Secure Infrastructure
ORbit runs on enterprise-grade cloud infrastructure with SOC 2 Type II certified data centers located in the United States. We use isolated database instances for each customer.
Access Controls
Role-based access control (RBAC) ensures staff only see data relevant to their role. Facility admins have full control over user permissions and can revoke access instantly.
Audit Logging
Every action in ORbit is logged with timestamps and user attribution. Comprehensive audit trails help you maintain compliance and investigate any concerns.
Data Retention & Deletion
You control your data. Export anytime in standard formats, and request complete deletion when needed. We retain data only as long as you need it.

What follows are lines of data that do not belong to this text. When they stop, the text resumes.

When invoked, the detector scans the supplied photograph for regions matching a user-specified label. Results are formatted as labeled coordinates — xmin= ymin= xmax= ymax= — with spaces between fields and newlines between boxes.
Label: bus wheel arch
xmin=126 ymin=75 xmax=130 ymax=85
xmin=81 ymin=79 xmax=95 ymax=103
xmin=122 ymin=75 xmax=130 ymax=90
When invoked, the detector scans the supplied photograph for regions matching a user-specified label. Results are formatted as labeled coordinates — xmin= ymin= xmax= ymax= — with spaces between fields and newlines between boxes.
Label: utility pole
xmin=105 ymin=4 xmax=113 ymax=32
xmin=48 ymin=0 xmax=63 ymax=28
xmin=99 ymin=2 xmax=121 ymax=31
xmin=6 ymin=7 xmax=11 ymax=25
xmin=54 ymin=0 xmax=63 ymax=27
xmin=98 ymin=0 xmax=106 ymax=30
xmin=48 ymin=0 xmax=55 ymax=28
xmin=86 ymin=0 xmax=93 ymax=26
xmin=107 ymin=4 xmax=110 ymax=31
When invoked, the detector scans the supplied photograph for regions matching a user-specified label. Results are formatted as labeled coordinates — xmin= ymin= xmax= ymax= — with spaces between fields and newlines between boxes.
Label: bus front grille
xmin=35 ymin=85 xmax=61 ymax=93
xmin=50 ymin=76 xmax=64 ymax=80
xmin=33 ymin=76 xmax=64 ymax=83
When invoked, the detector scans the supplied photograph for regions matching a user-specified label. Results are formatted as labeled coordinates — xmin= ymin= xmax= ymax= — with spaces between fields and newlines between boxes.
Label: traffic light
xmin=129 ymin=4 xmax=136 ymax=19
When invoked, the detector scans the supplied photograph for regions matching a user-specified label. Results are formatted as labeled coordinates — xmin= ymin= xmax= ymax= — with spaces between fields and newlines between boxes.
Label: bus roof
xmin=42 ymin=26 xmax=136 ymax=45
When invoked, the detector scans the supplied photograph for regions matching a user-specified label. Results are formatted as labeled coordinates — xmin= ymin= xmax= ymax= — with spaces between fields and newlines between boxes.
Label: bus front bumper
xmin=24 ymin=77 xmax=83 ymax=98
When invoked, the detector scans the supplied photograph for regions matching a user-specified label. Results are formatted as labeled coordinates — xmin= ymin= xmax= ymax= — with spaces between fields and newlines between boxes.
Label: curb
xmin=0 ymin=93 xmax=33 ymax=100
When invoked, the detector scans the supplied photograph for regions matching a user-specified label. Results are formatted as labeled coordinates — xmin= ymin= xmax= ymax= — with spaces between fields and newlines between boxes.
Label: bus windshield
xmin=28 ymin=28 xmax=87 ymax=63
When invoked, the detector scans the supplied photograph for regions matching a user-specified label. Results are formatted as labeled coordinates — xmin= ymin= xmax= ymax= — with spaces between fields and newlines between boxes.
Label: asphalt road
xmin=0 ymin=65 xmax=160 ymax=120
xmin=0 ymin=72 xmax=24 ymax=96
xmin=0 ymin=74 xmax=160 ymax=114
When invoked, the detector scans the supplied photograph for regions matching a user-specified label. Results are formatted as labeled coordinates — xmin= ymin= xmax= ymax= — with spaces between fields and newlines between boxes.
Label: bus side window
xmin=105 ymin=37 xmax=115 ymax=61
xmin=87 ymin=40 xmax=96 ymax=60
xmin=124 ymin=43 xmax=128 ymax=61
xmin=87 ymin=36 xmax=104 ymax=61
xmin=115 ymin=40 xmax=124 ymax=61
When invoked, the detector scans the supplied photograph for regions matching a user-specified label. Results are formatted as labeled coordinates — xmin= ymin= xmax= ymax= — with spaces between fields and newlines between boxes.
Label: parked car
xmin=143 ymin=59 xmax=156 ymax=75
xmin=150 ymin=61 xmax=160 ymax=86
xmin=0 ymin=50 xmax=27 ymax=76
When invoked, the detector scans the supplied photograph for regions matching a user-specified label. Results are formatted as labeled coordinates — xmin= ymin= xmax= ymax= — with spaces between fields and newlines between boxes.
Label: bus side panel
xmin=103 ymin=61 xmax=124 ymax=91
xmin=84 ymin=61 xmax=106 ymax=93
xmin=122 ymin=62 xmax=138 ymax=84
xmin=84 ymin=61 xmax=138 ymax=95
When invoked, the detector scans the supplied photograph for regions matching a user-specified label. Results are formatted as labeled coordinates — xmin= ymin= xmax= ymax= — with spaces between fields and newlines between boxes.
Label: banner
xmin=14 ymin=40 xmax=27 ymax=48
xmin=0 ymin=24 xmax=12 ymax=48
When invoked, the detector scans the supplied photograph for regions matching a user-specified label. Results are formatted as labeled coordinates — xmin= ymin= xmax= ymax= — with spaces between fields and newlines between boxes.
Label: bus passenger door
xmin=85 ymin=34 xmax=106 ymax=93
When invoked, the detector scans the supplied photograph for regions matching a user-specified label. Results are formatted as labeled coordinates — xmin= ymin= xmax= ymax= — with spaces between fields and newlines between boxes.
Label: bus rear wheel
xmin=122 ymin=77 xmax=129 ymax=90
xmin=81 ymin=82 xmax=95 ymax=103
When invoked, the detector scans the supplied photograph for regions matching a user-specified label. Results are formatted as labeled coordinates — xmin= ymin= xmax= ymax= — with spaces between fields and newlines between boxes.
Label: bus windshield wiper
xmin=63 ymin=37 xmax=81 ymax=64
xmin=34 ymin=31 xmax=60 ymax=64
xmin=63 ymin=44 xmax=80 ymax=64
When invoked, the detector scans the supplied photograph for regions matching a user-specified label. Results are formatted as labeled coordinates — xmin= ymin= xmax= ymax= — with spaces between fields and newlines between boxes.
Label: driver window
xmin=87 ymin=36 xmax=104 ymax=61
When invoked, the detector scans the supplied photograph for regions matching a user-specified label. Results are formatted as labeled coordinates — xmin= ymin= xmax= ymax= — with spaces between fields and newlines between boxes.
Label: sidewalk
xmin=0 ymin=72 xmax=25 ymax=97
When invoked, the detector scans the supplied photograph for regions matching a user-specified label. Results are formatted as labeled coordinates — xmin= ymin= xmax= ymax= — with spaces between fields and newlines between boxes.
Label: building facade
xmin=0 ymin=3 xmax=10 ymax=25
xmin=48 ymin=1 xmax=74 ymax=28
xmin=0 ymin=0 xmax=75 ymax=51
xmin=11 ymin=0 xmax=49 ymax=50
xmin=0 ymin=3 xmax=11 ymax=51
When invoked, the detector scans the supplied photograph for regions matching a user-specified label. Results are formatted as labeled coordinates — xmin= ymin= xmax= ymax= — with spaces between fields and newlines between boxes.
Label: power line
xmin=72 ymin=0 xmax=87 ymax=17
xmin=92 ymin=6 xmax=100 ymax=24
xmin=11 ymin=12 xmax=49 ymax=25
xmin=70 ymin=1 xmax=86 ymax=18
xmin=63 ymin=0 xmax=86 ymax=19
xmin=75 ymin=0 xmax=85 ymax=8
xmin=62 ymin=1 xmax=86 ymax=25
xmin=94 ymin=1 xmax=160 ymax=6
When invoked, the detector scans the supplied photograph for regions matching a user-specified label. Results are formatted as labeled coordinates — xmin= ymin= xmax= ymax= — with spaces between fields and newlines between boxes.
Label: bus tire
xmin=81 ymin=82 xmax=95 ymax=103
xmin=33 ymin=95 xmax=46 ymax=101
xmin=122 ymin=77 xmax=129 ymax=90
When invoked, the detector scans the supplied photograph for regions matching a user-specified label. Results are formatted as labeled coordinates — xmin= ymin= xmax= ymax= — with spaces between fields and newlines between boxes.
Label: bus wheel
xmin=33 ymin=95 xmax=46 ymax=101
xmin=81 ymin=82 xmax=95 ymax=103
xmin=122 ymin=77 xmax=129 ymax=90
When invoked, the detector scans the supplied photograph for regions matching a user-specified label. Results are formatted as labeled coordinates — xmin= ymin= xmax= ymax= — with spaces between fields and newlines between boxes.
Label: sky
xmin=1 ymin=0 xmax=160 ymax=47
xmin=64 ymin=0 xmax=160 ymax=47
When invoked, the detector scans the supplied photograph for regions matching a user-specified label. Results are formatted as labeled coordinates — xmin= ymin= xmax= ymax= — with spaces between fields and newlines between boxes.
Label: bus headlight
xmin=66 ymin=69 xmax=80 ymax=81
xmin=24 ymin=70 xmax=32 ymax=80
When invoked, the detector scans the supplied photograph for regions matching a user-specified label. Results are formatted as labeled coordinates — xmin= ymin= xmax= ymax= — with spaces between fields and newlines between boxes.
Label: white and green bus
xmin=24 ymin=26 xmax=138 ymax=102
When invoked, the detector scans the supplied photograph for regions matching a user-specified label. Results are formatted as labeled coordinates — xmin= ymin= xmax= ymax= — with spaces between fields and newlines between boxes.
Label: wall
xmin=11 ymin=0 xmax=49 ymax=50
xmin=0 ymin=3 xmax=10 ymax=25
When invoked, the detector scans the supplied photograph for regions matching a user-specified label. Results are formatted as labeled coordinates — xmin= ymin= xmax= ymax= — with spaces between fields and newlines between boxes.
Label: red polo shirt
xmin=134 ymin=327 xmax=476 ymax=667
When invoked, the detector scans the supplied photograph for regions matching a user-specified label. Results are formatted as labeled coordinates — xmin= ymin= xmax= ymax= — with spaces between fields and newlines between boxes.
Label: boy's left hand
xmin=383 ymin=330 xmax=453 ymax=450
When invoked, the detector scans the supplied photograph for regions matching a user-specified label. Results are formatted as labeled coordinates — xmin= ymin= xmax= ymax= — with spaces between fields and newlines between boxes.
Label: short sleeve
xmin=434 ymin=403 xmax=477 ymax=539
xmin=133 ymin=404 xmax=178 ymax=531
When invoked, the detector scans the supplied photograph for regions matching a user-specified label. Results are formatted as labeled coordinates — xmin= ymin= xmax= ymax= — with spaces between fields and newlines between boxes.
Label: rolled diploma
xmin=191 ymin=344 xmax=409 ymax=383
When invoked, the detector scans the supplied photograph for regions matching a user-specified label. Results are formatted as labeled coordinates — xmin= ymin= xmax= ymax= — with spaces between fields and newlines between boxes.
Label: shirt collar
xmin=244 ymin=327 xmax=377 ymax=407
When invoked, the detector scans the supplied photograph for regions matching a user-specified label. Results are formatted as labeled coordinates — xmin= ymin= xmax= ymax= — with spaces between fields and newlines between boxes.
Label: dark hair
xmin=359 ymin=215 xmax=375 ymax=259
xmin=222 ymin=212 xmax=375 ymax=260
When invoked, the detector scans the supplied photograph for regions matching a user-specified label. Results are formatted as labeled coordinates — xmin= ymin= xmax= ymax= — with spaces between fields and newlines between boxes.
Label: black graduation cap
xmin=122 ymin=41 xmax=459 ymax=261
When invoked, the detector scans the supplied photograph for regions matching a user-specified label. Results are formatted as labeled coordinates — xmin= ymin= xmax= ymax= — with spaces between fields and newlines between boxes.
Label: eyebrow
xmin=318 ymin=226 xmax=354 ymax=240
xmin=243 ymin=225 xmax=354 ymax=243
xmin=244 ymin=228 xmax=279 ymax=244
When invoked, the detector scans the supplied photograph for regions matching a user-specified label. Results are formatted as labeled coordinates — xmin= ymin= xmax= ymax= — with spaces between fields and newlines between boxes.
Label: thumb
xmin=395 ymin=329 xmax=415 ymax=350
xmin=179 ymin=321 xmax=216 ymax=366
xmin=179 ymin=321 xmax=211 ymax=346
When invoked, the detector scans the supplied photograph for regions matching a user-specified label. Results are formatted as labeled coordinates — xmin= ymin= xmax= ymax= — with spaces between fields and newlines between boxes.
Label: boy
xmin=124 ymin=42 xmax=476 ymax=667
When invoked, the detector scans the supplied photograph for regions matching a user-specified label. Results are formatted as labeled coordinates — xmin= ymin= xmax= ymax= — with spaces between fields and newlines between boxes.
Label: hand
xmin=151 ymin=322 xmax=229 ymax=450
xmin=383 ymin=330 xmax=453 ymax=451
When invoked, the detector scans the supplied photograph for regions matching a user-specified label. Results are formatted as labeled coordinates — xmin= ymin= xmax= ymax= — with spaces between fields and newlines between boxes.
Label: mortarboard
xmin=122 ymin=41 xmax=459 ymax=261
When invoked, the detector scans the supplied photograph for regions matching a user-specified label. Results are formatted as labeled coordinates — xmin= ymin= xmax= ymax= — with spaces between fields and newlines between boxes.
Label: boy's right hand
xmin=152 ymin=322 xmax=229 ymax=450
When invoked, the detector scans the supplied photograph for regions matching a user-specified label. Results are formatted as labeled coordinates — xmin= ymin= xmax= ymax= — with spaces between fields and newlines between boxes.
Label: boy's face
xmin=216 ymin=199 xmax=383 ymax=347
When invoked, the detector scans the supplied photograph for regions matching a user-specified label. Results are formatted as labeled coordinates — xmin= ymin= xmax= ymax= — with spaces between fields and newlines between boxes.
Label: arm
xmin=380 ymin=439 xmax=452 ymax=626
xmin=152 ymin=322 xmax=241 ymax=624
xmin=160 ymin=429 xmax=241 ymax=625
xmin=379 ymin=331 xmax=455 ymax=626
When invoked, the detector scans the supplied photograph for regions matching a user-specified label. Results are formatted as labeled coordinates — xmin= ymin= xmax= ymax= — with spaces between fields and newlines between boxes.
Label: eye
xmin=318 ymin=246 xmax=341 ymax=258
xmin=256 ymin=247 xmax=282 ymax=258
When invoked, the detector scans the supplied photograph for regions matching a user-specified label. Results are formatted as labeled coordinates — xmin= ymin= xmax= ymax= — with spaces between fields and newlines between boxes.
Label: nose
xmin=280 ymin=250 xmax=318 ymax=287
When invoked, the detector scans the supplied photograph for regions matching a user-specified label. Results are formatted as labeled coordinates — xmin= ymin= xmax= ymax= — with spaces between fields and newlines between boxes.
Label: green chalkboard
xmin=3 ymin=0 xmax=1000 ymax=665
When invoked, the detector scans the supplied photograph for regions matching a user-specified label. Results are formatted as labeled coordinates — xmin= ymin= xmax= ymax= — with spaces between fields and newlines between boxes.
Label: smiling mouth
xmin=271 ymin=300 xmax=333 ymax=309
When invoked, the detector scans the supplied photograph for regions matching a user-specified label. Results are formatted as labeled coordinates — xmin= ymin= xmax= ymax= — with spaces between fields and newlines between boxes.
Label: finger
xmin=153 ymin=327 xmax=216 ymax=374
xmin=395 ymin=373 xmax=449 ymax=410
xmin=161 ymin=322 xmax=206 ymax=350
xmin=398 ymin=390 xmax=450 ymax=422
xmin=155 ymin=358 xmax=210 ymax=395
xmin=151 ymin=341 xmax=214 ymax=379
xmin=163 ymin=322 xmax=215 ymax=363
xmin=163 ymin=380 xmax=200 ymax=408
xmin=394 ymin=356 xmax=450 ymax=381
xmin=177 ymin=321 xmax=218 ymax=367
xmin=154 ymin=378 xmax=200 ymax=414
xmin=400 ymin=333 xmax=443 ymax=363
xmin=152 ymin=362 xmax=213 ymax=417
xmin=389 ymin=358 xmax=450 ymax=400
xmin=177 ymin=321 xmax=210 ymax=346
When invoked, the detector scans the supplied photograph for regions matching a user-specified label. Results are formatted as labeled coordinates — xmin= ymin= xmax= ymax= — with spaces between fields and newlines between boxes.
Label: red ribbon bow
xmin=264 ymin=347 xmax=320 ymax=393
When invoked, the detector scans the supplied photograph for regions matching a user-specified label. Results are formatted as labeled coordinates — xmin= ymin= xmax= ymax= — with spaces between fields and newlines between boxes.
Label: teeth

No PHI. Simplified Compliance.
Unlike traditional healthcare software, ORbit tracks operational metrics without storing Protected Health Information. Cases are identified by case number only — never patient names or medical records. This means faster deployment, simpler compliance, and less risk.
Security FAQs
Is ORbit HIPAA compliant?
Yes. ORbit is designed to operate outside the scope of HIPAA by not storing Protected Health Information. We track cases by number only — no patient names, dates of birth, or medical record numbers are stored. This approach simplifies compliance while still providing full operational visibility.
Where is my data stored?
All data is stored in SOC 2 Type II certified data centers located in the United States. We use Supabase (built on AWS) for our database infrastructure, with dedicated instances for each customer.
Who can access my facility's data?
Only users you authorize. Each facility has complete control over who can access their data through role-based permissions. Our engineering team has limited access for support purposes only, and all access is logged.
Do you sign Business Associate Agreements (BAAs)?
Because ORbit does not store PHI, a BAA is typically not required. However, we're happy to discuss your specific compliance needs and can provide documentation of our security practices.
How do you handle security incidents?
We have a documented incident response plan. In the unlikely event of a security incident affecting your data, we commit to notifying affected customers within 72 hours with full details and remediation steps.